The US dollar finished broadly lower yesterday following mixed data from its manufacturing sector and concerns over its labour market. GBPUSD gained 0.20% and EURUSD gained 0.37% as a result.
Markit manufacturing came in at 51.9 for June falling from 52.3 in May; the slowest pace of expansion in nine months. PMI manufacturing rose from 49 in May to 50.9 in June, however, the report also showed that the employment index part of the survey fell from 50.1 to 48.7, indicating a contraction in hiring in the manufacturing sector.
Given that the Fed are looking towards an improvement in the labour market before deciding to taper its quantitative easing programme, yesterdays data seemed to unnerve investors especially ahead of this Friday’s all important non-farm payroll figures.
The euro drew support as Markit manufacturing PMI came in better than expected from France, Spain and the euro zone as a collective. The only sour note came from Germany as manufacturing PMI came in at 48.6, marginally missing expectations at 48.7.
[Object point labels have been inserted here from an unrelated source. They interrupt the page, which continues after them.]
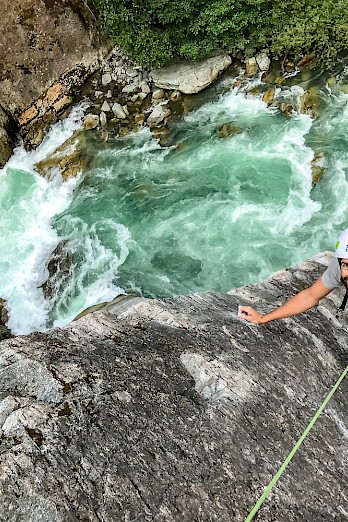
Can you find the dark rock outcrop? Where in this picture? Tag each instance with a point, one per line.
(177, 410)
(7, 129)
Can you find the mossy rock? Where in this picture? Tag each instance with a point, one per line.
(69, 159)
(310, 102)
(318, 166)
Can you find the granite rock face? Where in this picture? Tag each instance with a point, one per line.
(177, 410)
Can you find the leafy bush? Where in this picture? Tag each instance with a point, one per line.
(153, 31)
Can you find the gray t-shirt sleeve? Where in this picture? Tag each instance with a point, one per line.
(332, 275)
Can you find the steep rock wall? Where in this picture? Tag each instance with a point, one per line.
(43, 42)
(177, 410)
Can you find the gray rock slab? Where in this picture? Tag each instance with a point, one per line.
(190, 77)
(177, 410)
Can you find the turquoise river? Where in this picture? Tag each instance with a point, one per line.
(203, 213)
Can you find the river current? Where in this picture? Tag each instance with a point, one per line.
(203, 213)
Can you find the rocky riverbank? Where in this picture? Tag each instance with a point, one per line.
(177, 410)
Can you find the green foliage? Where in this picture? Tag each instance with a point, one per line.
(153, 31)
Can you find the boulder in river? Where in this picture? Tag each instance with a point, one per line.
(190, 77)
(318, 166)
(229, 129)
(69, 159)
(310, 102)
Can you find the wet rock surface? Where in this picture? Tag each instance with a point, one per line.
(177, 410)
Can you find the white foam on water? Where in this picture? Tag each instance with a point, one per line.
(27, 237)
(91, 277)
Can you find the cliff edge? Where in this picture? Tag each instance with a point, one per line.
(177, 410)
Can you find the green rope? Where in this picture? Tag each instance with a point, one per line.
(293, 451)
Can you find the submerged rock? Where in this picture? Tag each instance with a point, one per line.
(229, 129)
(177, 410)
(5, 333)
(318, 166)
(310, 102)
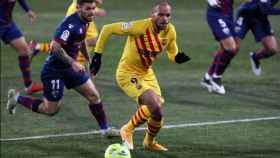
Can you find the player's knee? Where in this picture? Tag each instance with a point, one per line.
(53, 113)
(232, 49)
(273, 50)
(51, 110)
(94, 98)
(157, 113)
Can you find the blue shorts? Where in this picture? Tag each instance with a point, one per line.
(260, 27)
(222, 27)
(54, 80)
(10, 32)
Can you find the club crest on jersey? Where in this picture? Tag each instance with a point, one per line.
(81, 31)
(70, 26)
(126, 26)
(135, 82)
(164, 41)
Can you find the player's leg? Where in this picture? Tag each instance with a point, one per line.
(263, 33)
(83, 85)
(17, 41)
(43, 106)
(38, 47)
(146, 92)
(91, 37)
(223, 31)
(53, 93)
(155, 121)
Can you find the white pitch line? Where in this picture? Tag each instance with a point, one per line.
(140, 129)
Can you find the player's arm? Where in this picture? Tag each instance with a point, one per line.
(27, 9)
(214, 3)
(172, 49)
(59, 53)
(121, 28)
(267, 8)
(100, 12)
(84, 50)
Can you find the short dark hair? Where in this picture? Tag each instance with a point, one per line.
(163, 2)
(81, 2)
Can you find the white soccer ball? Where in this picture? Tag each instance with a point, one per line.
(117, 151)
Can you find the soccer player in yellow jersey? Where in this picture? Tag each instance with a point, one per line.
(147, 39)
(91, 35)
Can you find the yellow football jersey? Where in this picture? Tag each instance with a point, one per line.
(143, 44)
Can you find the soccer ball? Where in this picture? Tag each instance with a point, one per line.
(117, 151)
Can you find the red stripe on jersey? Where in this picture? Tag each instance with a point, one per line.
(141, 57)
(145, 49)
(158, 42)
(60, 41)
(150, 40)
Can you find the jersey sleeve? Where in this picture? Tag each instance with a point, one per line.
(172, 48)
(122, 29)
(63, 33)
(24, 5)
(267, 8)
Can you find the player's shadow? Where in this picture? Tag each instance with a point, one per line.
(265, 100)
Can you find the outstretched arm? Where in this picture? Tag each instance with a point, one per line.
(267, 8)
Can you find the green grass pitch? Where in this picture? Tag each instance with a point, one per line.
(247, 96)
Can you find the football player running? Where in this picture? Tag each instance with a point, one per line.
(146, 41)
(61, 69)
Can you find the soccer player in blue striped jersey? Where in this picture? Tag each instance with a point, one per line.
(62, 69)
(10, 34)
(253, 16)
(221, 21)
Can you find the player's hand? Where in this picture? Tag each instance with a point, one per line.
(32, 16)
(181, 57)
(100, 12)
(78, 67)
(95, 64)
(98, 2)
(214, 3)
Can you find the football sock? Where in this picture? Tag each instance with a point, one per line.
(30, 103)
(262, 54)
(24, 65)
(44, 47)
(81, 59)
(139, 118)
(153, 128)
(211, 69)
(98, 112)
(223, 62)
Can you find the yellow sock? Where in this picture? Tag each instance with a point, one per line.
(44, 47)
(139, 118)
(153, 128)
(81, 59)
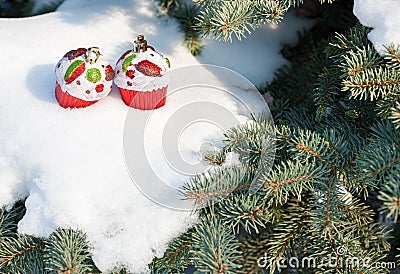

The rate of inflation also rose in line with expectations to 1.6% potentially reducing the chances of a rate cut in this Thursday’s ECB meeting. Euro zone rate of unemployment rose to 12.1% in June but didn’t worsen to the 12.3% that the market was anticipating; possibly signalling a change of fortune for the euro zone job market.
Data from Markit showed that manufacturing PMI expanded further to 52.5, beating forecasts of an expansion to 51.5. Signs that the economy is recovering could be seen further as mortgage approvals increased from 54,354 to 58,242 in May.
Whilst signs of an economic recovery can be seen from fundamental data, all eyes will be on Mark Carney, the newly appointed Bank of England governor, and whether he believes the improving fundamentals are sufficient enough for the Bank of England to refrain from adding further stimulus.
Currencies of commodity exporting countries fared better yesterday following the Bank of Japan’s Tankan survey revealing that manufacturing optimism was at a two year high, sapping demand for safe havens and causing investors to seek higher yielding assets.
The Reserve Bank of Australia held interest rates at 2.75% overnight but signalled once again there is a strong possibility that the Australian dollar will depreciate over time to help rebalance exports to aid economic growth.
Looking ahead, markets will focus their attention to the respective central bank meetings from the UK and the euro zone as well as data from the job market from the US on Friday.
Data this morning has shown that although PMI construction expanded in June to 51 from 50.8 in May, the figure did marginally miss out on expectations. As a result there has been a muted reaction on the pound so far.
10.00am – EUR – Producer Price Index (YoY) (May): Expected to improve to 0%.
15.00pm – USD – Factory Orders (MoM) (May): Expected to improve to 2%.